Diffusion models in practice. Part 1: A primers

Table of contents

The AI revolution continues, and there is no indication of it nearing the finish line. The last year has brought astonishing developments in two critical areas of generative modeling: large language models and diffusion models. To learn more about the former, check out other posts [1] by deepsense.ai. This series is devoted to sharing our practical know-how of diffusion models.

Application of the family of models using a mechanism called “diffusion” in various generative setups remains one of the hottest topics in machine learning. Diffusion-based models have proven their ability to yield results surpassing all other well-known counterparts used in this domain beforehand, such as Generative Adversarial Networks (GANs) or Variational Autoencoders (VAEs). Sohl-Dickstein et al.’s [2] publication in 2015 brought a breath of fresh air to the generative model scene. For a few years, the concept was gradually improved upon, and just last year there were numerous state-of-the-art publications in the domain of image-to-image, text-to-audio, and time series forecasting, just to name a few. The number of applications is growing by the day, although the text-to-image domain remains the most popular so far – we are focusing solely on it in this series as well. There are many practical questions one may have when trying to use these methods, such as:

Which tools bring the best results?
How can I reliably judge whether the results are satisfactory?
What parameter values should I use in image generation?
How many images should I use to train diffusion models optimally? How many training steps?

These and similar questions have both beginners and advanced practitioners struggling. While the Internet is full of math-heavy theories and opinionated claims, there are not many well-researched answers to these questions available. Over the next few posts, we intend to present a practical and empirical answer to them.

The series will contain the results of multiple experiments using various models and metrics. Based on these, we will present insights which are relevant to the specific practical dilemmas and challenges, and allow you to draw your own conclusions by facilitating a graphical, interactive exploration of these results.

First, however, this post will lay the groundwork for this with just enough theory to make the following ones understandable. We will introduce the relevant tools and concepts to be referenced in later posts, and we strongly recommend familiarizing yourself with them. More specifically, we will introduce Stable Diffusion [3] (one of the loudest models published last year) and several tools used to finetune it, including DreamBooth [4], LoRA [5], and Textual Inversion [6].

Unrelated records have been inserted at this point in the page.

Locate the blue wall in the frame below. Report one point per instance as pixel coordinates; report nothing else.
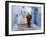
(36, 15)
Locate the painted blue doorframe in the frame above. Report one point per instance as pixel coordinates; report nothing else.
(36, 16)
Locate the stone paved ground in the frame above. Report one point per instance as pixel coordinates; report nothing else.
(24, 27)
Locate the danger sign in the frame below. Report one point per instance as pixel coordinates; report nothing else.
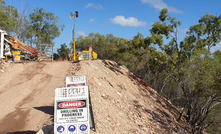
(72, 110)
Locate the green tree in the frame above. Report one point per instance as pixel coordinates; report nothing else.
(44, 25)
(64, 51)
(207, 32)
(185, 63)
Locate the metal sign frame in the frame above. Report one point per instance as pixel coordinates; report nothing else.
(71, 115)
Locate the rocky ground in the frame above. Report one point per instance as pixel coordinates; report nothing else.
(121, 104)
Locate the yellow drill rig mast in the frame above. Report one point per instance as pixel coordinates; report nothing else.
(74, 56)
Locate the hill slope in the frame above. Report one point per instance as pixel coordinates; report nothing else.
(121, 105)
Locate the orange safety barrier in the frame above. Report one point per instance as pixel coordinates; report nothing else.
(143, 82)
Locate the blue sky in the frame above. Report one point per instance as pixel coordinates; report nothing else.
(122, 18)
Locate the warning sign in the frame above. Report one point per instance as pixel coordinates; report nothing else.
(75, 81)
(71, 110)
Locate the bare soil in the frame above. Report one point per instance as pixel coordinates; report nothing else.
(121, 105)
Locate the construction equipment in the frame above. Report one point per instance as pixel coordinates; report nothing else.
(26, 52)
(87, 55)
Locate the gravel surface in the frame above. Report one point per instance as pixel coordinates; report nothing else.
(121, 105)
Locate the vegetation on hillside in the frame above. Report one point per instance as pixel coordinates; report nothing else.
(186, 72)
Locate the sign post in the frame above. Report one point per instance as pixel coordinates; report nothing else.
(71, 115)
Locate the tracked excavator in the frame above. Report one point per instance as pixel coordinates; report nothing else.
(26, 52)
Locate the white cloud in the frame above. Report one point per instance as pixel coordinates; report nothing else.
(81, 33)
(96, 6)
(159, 5)
(92, 20)
(131, 21)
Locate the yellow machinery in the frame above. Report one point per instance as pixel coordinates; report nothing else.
(16, 56)
(93, 54)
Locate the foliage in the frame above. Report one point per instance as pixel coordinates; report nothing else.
(190, 66)
(64, 51)
(44, 26)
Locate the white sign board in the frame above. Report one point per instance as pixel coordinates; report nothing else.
(71, 115)
(75, 81)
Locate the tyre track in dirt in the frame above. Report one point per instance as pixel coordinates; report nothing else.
(27, 95)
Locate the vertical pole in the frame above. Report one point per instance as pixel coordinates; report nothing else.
(74, 55)
(2, 44)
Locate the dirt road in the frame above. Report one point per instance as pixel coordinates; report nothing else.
(22, 88)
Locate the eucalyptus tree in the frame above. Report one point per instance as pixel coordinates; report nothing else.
(185, 63)
(44, 26)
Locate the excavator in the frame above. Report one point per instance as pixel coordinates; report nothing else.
(26, 52)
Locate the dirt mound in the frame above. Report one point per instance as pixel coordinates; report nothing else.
(121, 104)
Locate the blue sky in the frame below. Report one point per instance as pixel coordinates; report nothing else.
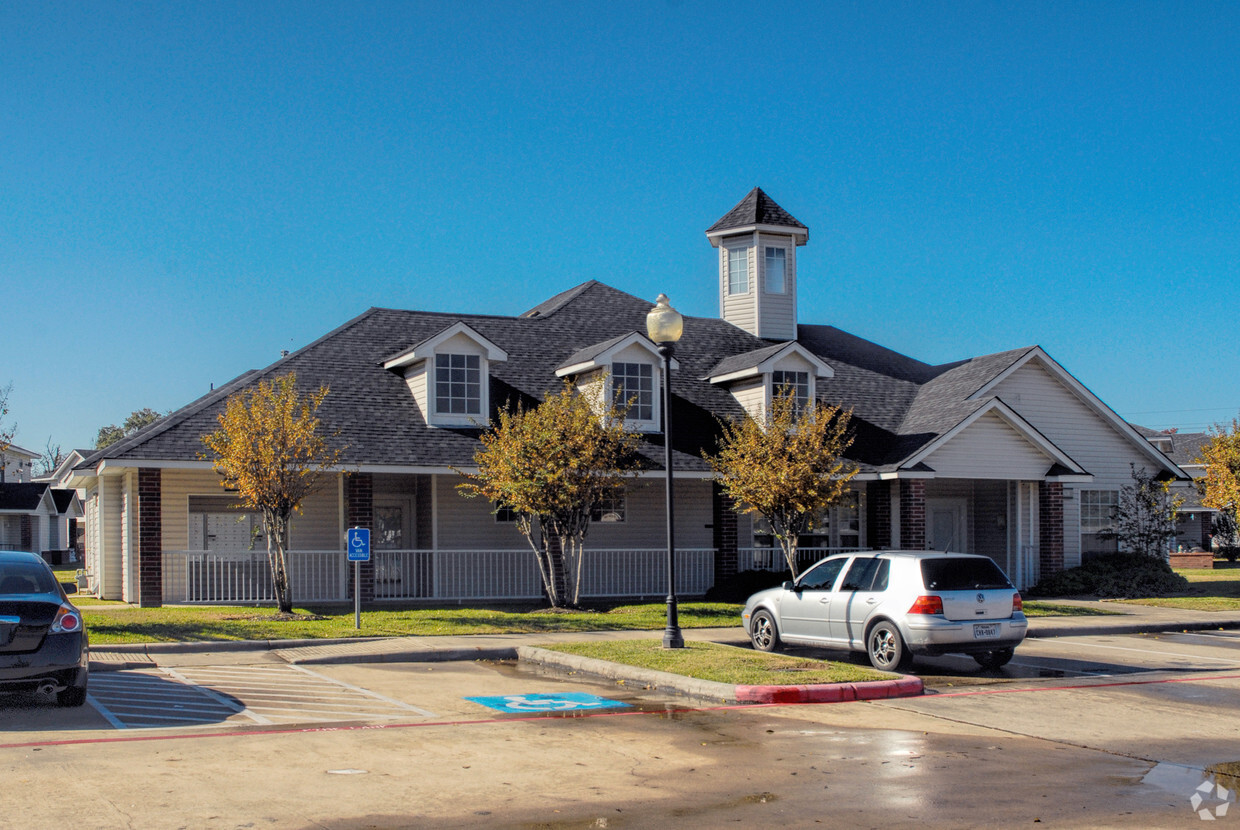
(187, 189)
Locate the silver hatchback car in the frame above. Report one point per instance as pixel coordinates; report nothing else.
(892, 606)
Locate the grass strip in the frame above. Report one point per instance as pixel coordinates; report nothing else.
(117, 624)
(722, 663)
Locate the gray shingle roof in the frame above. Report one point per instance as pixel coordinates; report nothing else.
(755, 209)
(898, 403)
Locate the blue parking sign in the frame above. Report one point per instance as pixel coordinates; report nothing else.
(358, 544)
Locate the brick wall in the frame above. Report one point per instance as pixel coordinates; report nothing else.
(1050, 526)
(878, 514)
(360, 513)
(150, 539)
(724, 534)
(913, 514)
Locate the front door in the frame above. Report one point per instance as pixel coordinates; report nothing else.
(945, 525)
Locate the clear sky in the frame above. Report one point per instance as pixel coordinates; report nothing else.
(189, 187)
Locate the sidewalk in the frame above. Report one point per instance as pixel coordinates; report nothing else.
(1129, 619)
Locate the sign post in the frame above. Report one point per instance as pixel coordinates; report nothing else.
(358, 548)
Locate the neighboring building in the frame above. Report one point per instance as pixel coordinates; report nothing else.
(16, 464)
(1005, 454)
(1194, 526)
(36, 516)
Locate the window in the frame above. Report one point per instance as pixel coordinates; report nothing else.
(609, 509)
(738, 271)
(795, 382)
(1098, 515)
(776, 259)
(634, 388)
(458, 385)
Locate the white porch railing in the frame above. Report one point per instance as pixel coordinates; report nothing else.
(226, 577)
(771, 558)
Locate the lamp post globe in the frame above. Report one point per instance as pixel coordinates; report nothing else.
(665, 326)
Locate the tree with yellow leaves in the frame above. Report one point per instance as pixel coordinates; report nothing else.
(269, 449)
(552, 465)
(786, 465)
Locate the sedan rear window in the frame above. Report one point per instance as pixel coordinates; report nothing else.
(960, 573)
(25, 578)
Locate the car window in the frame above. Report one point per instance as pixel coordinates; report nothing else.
(25, 578)
(861, 575)
(961, 573)
(821, 576)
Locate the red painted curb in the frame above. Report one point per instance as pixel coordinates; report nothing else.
(907, 686)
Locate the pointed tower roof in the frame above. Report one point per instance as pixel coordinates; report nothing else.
(757, 211)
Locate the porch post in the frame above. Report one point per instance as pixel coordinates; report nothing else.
(913, 514)
(150, 539)
(360, 513)
(878, 515)
(1050, 527)
(724, 532)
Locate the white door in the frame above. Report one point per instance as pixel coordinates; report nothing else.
(945, 525)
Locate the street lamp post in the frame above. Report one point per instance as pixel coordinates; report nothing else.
(665, 325)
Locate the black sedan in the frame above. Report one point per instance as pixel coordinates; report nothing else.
(42, 640)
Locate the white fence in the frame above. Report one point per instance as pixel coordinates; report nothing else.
(771, 558)
(223, 577)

Stable Diffusion: the root of it all

While DALL·E [7] and DALL·E 2 [8] were responsible for drawing large-scale attention to generative image models, Stable Diffusion [3] was the model that unleashed a true revolution. Since its open-sourcing in August 2022, anyone could modify, expand, tweak, or simply use it on their GPU or in a collab [9] for free. Follow-up technologies appeared, including training methods like DreamBooth [4], allowing people to see themselves (or anyone else) as a character in their generative art. The landscape of generative models (and possibly of art itself [10]) changed forever.

What does ‘diffusion’ stand for in ‘diffusion models’ and ‘Stable Diffusion’?

While ‘Stable Diffusion’ sounds catchy, for someone starting their adventure in the generative realm, the term ‘diffusion’ may be confusing. Within the context of deep learning, diffusion refers to one of the processes used by these methods to generate images based on the training data. That is, admittedly, a bit vague. How exactly do diffusion models differ from GANs, VAEs, or other models used in image modeling?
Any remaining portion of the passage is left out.